Data-Cleaning

4 min readDec 16, 2022

When using data, most people agree that your insights and analysis are only as good as the data you are using. Data cleaning, also referred to as data cleansing and data scrubbing, is one of the most important steps for your organization if you want to create a culture around quality data decision-making.

What is data cleaning?

It is the process of fixing or removing incorrect, corrupted, incorrectly formatted, duplicate, or incomplete data within a dataset. When combining multiple data sources, there are many opportunities for data to be duplicated or mislabeled. If data is incorrect, outcomes and algorithms are unreliable, even though they may look correct. There is no one absolute way to prescribe the exact steps in the data cleaning process because the processes will vary from dataset to dataset. But it is crucial to establish a template for your data cleaning process so you know you are doing it the right way every time.

Step 1: Remove duplicate or irrelevant observations

Remove unwanted observations from your dataset, including duplicate observations or irrelevant observations. Duplicate observations will happen most often during data collection. When you combine data sets from multiple places, scrape data, or receive data from clients or multiple departments, there are opportunities to create duplicate data. De-duplication is one of the largest areas to be considered in this process. Irrelevant observations are when you notice observations that do not fit into the specific problem you are trying to analyze. For example, if you want to analyze data regarding millennial customers, but your dataset includes older generations, you might remove those irrelevant observations. This can make analysis more efficient and minimize distraction from your primary target — as well as creating a more manageable and more performant dataset.

Step 2: Fix structural errors

Structural errors are when you measure or transfer data and notice strange naming conventions, typos, or incorrect capitalization. These inconsistencies can cause mislabeled categories or classes. For example, you may find “N/A” and “Not Applicable” both appear, but they should be analyzed as the same category.

Step 3: Filter unwanted outliers

Often, there will be one-off observations where, at a glance, they do not appear to fit within the data you are analyzing. If you have a legitimate reason to remove an outlier, like improper data-entry, doing so will help the performance of the data you are working with. However, sometimes it is the appearance of an outlier that will prove a theory you are working on. Remember: just because an outlier exists, doesn’t mean it is incorrect. This step is needed to determine the validity of that number.
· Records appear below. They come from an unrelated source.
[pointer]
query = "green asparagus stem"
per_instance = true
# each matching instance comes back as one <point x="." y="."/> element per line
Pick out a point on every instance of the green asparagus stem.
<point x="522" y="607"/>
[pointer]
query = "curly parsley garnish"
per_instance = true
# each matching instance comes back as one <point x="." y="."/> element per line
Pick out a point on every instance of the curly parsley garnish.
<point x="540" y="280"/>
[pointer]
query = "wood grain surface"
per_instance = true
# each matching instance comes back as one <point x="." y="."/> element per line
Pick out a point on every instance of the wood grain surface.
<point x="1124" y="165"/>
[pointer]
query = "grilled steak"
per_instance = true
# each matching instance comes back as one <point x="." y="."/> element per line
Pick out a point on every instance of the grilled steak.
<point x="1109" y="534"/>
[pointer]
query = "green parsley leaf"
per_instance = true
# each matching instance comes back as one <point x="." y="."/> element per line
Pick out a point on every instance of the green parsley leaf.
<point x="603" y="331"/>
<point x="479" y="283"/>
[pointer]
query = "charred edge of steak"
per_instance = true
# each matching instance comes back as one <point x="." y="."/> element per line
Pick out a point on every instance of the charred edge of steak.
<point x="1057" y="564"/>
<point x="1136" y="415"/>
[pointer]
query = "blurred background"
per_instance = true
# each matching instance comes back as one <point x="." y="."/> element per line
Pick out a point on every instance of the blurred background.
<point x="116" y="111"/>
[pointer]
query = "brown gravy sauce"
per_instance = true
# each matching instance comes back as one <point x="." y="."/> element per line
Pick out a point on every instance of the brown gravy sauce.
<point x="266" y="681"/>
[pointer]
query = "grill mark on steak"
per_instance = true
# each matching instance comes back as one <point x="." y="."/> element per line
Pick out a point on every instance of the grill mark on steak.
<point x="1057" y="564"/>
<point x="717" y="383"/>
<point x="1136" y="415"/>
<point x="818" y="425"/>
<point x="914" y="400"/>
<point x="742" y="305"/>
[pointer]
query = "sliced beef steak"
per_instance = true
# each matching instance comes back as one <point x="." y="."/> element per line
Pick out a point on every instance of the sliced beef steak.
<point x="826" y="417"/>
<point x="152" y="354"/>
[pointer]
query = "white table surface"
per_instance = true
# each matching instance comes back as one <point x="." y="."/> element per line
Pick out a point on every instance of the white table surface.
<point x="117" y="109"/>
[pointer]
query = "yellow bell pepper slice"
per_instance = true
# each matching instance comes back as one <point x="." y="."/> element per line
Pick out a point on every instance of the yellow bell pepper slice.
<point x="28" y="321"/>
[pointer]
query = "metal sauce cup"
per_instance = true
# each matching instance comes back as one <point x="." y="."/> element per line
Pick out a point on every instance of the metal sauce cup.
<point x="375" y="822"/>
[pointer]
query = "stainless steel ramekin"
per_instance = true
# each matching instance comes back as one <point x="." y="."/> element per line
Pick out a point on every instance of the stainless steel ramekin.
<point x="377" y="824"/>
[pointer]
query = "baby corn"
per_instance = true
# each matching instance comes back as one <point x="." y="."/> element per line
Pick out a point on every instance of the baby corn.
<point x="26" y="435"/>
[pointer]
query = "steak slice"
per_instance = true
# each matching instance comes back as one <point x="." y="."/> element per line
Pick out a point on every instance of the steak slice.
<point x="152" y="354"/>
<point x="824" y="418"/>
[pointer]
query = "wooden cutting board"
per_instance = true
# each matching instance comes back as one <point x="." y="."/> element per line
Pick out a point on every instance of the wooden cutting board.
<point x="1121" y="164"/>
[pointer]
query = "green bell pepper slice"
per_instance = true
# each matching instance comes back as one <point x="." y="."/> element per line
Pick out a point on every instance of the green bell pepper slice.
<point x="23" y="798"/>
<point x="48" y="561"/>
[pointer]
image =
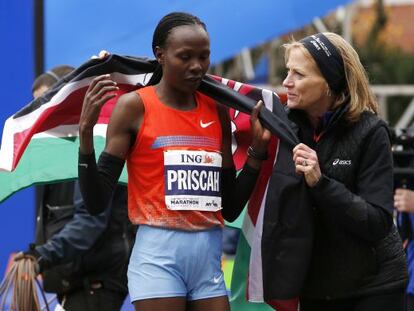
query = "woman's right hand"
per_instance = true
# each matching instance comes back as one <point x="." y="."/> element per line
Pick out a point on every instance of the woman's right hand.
<point x="261" y="135"/>
<point x="99" y="92"/>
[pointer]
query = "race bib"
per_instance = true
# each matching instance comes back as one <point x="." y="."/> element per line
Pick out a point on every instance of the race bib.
<point x="192" y="180"/>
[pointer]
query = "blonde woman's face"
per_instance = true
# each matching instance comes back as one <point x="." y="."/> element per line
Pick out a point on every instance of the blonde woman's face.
<point x="305" y="86"/>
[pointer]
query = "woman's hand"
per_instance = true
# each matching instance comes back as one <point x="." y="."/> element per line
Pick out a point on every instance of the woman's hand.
<point x="404" y="200"/>
<point x="101" y="89"/>
<point x="306" y="162"/>
<point x="257" y="151"/>
<point x="261" y="135"/>
<point x="99" y="92"/>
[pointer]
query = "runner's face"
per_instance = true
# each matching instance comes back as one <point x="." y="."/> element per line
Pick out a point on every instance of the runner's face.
<point x="186" y="57"/>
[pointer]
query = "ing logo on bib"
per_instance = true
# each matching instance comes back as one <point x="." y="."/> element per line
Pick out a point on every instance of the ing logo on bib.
<point x="192" y="180"/>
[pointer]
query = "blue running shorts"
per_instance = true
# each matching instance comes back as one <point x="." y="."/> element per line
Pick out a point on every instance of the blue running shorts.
<point x="174" y="263"/>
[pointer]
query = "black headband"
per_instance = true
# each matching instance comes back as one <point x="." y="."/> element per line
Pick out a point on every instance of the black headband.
<point x="328" y="59"/>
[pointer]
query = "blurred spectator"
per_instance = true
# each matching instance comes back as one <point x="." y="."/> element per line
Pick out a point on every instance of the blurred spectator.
<point x="83" y="258"/>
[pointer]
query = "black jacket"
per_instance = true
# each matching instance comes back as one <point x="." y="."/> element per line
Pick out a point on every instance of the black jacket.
<point x="79" y="248"/>
<point x="356" y="249"/>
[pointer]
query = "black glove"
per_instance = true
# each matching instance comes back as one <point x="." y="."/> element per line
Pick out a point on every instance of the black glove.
<point x="32" y="253"/>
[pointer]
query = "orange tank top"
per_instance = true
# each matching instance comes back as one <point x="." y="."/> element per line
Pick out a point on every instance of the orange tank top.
<point x="174" y="166"/>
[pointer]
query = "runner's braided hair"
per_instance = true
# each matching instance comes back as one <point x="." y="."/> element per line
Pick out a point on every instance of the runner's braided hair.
<point x="163" y="30"/>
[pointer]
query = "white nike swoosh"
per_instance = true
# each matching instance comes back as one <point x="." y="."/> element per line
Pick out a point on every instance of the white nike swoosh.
<point x="204" y="125"/>
<point x="217" y="279"/>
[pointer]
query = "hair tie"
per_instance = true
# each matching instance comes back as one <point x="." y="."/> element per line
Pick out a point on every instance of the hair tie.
<point x="328" y="59"/>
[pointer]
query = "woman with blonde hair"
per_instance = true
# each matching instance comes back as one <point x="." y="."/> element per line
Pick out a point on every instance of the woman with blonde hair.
<point x="357" y="260"/>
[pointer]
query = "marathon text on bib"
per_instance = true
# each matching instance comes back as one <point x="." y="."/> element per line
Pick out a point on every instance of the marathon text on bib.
<point x="192" y="180"/>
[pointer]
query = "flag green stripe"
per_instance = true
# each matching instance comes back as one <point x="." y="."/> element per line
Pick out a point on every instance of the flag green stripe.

If an outlier proves to be irrelevant for analysis or is a mistake, consider removing it.

Step 4: Handle missing data

You can’t ignore missing data because many algorithms will not accept missing values. There are a couple of ways to deal with missing data. Neither is optimal, but both can be considered.

As a first option, you can drop observations that have missing values, but doing this will drop or lose information, so be mindful of this before you remove it.
As a second option, you can input missing values based on other observations; again, there is an opportunity to lose integrity of the data because you may be operating from assumptions and not actual observations.
As a third option, you might alter the way the data is used to effectively navigate null values. Step 5: Validate and QA At the end of the data cleaning process, you should be able to answer these questions as a part of basic validation:

Does the data make sense?
Does the data follow the appropriate rules for its field?
Does it prove or disprove your working theory, or bring any insight to light?
Can you find trends in the data to help you form your next theory?
If not, is that because of a data quality issue?

False conclusions because of incorrect or “dirty” data can inform poor business strategy and decision-making. False conclusions can lead to an embarrassing moment in a reporting meeting when you realize your data doesn’t stand up to scrutiny. Before you get there, it is important to create a culture of quality data in your organization. To do this, you should document the tools you might use to create this culture and what data quality means to you.

Components of quality data

Determining the quality of data requires an examination of its characteristics, then weighing those characteristics according to what is most important to your organization and the application(s) for which they will be used.

5 characteristics of quality data

Validity. The degree to which your data conforms to defined business rules or constraints.
Accuracy. Ensure your data is close to the true values.
Completeness. The degree to which all required data is known.
Consistency. Ensure your data is consistent within the same dataset and/or across multiple data sets.
Uniformity. The degree to which the data is specified using the same unit of measure.

Benefits of data cleaning

Having clean data will ultimately increase overall productivity and allow for the highest quality information in your decision-making. Benefits include:

Removal of errors when multiple sources of data are at play. Fewer errors make for happier clients and less-frustrated employees. Ability to map the different functions and what your data is intended to do. Monitoring errors and better reporting to see where errors are coming from, making it easier to fix incorrect or corrupt data for future applications. Using tools for data cleaning will make for more efficient business practices and quicker decision-making.